Policyholder fund performance

30 Jun 2020

30 Jun 2019

CA Pension Managed

(1.8)%

3.8%

CWA Balanced Managed Pension

(1.9)%

3.9%

S&P Managed Pension

(4.6)%

2.4%

Benchmark - ABI Mixed Inv 40%-85% shares

(0.4)%

3.5%

 

Our three main managed funds performed worse than the reported benchmark in the year to date due to being more heavily invested in equities which fell in the period as a result of market reaction to Covid-19.

 

GOVERNANCE

BACKGROUND INFORMATION

Maintaining effective governance and a constructive relationship with regulators underpins the delivery of the division's strategic plans.

 

Having robust governance processes provides management with a platform to deliver the other aspects of the business strategy. As a result, a significant proportion of management's time and attention continues to be focused on ensuring that both the existing governance processes, coupled with future developments, are delivered.

 

INITIATIVES AND PROGRESS IN 2020

- The division has continued to deliver on its business as usual governance responsibilities despite the Covid-19 situation. In this regard the main focus has been overseeing the transition of the organisation to a predominantly working from home arrangement, both in terms of our outsourcers and the oversight governance team itself. This has worked well and we continue to monitor the situation closely.

- Throughout the period the business has implemented enhanced monitoring of key measures, such as solvency, claims and customer service, ensuring performance levels are maintained despite the impact of the pandemic.

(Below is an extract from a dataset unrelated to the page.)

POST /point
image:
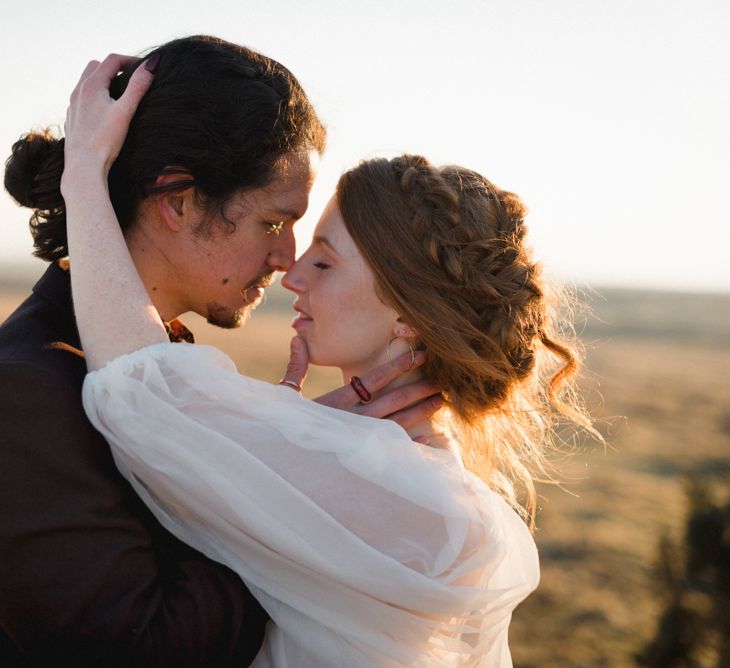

- IFRS 17 continues to progress and we have selected Willis Towers Watson as the group provider of the contractual service margin (CSM) tool.

 

FUTURE PRIORITIES

- Monitor the Covid-19 situation closely and flex our operating procedures accordingly.

- A focus on the application decisions and operational impact of the IFRS 17 programme, including implementing the contractual service margin (CSM) tool.

 

KPIs

SOLVENCY RATIO: 141%

Surplus generated in the period increases solvency ratio from 131% to 141%.

 

£m

Solvency Ratio

31 Dec 2019 surplus

32.9

131%

Surplus generation

4.8

30 Jun 2020 surplus

37.8

141%

 

 

BUSINESS REVIEW | SWEDEN

Movestic is a life and pensions business based in Sweden and is open to new business. From its Stockholm base, Movestic operates as an innovative brand in the Swedish life insurance market. It offers personalised unit-linked pension and savings solutions through brokers and is well-rated within the broker community.

 

MAXIMISE VALUE FROM EXISTING BUSINESS

CAPITAL AND VALUE MANAGEMENT

BACKGROUND INFORMATION

Movestic creates value predominantly by generating growth in the unit-linked assets under management (AuM), whilst assuring a high-quality customer proposition and maintaining an efficient operating model. AuM growth is dependent upon positive client cash flows and positive investment performance. Capital surplus is a factor of both the value and capital requirements and hence surplus can also be optimised by effective management of capital.

 

INITIATIVES AND PROGRESS IN 2020

- Covid-19 resulted in significant volatility in financial markets during the period, which has had a direct consequence on the value of the division. Whilst Swedish equities saw a significant recovery during Q2, they remain 6% down over the year.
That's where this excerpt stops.